Педиатрические бригады сформированы, чтобы к детям на вызовы выезжали либо детские врачи, либо фельдшеры, которые знают специфику работы в «детстве». На сегодняшний день здесь работают 12 таких бригад — они распределены по всему городу, по подстанциям скорой помощи. Но каждый день большинство этих бригад начинает здесь, на Чехова — на общем сборе идет общение, разбор разнообразных случаев, обсуждение новостей регуляторики, получение рекомендаций.

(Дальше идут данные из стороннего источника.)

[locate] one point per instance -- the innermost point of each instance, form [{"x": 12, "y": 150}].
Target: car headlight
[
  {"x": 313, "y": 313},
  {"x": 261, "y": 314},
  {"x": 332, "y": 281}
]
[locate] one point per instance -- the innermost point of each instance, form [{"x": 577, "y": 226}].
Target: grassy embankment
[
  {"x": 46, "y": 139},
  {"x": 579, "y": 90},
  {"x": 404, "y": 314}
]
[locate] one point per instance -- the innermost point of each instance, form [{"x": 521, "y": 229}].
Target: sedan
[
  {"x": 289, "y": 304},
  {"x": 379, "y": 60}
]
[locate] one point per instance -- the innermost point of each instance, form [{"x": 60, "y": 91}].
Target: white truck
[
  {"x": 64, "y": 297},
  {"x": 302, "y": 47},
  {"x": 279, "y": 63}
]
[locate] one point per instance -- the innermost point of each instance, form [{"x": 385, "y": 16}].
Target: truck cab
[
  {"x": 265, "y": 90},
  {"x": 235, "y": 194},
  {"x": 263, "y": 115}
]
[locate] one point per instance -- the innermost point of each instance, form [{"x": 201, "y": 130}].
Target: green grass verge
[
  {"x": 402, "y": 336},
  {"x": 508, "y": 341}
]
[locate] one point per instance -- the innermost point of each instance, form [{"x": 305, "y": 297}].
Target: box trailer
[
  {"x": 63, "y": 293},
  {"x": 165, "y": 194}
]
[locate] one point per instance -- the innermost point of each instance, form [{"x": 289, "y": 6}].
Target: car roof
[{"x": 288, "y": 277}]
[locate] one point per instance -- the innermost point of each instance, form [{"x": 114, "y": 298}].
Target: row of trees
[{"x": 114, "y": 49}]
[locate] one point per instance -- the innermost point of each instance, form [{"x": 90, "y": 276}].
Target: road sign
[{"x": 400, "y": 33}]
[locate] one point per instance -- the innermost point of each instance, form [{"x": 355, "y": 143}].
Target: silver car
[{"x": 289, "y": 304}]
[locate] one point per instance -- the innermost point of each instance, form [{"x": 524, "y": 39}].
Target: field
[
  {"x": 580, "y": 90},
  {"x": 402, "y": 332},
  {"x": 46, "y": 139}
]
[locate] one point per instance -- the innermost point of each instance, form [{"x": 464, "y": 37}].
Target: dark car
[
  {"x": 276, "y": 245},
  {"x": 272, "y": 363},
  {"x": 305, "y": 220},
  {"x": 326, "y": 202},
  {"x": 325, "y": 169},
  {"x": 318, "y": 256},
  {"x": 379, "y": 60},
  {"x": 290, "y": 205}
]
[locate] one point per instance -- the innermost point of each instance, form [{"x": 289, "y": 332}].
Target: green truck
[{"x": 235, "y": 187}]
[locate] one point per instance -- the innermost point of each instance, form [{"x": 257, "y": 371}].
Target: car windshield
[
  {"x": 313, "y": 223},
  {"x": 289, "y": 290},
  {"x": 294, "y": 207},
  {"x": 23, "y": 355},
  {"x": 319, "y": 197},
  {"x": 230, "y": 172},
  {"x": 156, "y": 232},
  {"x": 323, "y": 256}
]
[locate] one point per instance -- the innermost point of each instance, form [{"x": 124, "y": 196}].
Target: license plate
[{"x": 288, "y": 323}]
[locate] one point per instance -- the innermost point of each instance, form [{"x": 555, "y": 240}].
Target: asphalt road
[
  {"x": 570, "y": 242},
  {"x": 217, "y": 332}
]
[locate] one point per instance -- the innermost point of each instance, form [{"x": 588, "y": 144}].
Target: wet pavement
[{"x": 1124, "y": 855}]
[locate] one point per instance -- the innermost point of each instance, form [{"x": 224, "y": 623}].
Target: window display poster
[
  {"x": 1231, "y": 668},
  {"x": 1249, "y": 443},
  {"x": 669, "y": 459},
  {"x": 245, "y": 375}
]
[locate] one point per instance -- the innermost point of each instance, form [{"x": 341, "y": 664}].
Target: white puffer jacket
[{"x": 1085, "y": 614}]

Динар Фатыхов / realnoevremya.ru
Я очень благодарна всем главным врачам нашей станции, которые сменились за время моей работы — они всегда проникались нашей проблемой, и сохраняли наше отделение

Казалось бы, это логично: к детям на скорой выезжает педиатр, ко взрослым — терапевт (или врач другой «взрослой» специализации). Оказывается, все не так просто. Ольга Михайловна объясняет:

— Мы боролись за свое сохранение много лет — с тех самых пор, сколько я работаю. Было в нашей жизни несколько периодов, когда отделение хотели расформировать и сделать общепрофильные бригады, которые выезжают и к взрослым, и к детям. В один момент, уже давно, возникло распоряжение, что на станции скорой помощи должны работать только те, у кого есть сертификат врача скорой помощи. А у нас всех специализация другая — «педиатрия». В какой-то момент нашим врачам не давали подтверждать сертификат педиатра, и мы вместе с нашим руководством писали письма «наверх», до Москвы дошли, чтобы нам дали возможность сохранить специализацию по педиатрии. Я очень благодарна всем главным врачам нашей станции, которые сменились за время моей работы, — они всегда проникались нашей проблемой и сохраняли наше отделение.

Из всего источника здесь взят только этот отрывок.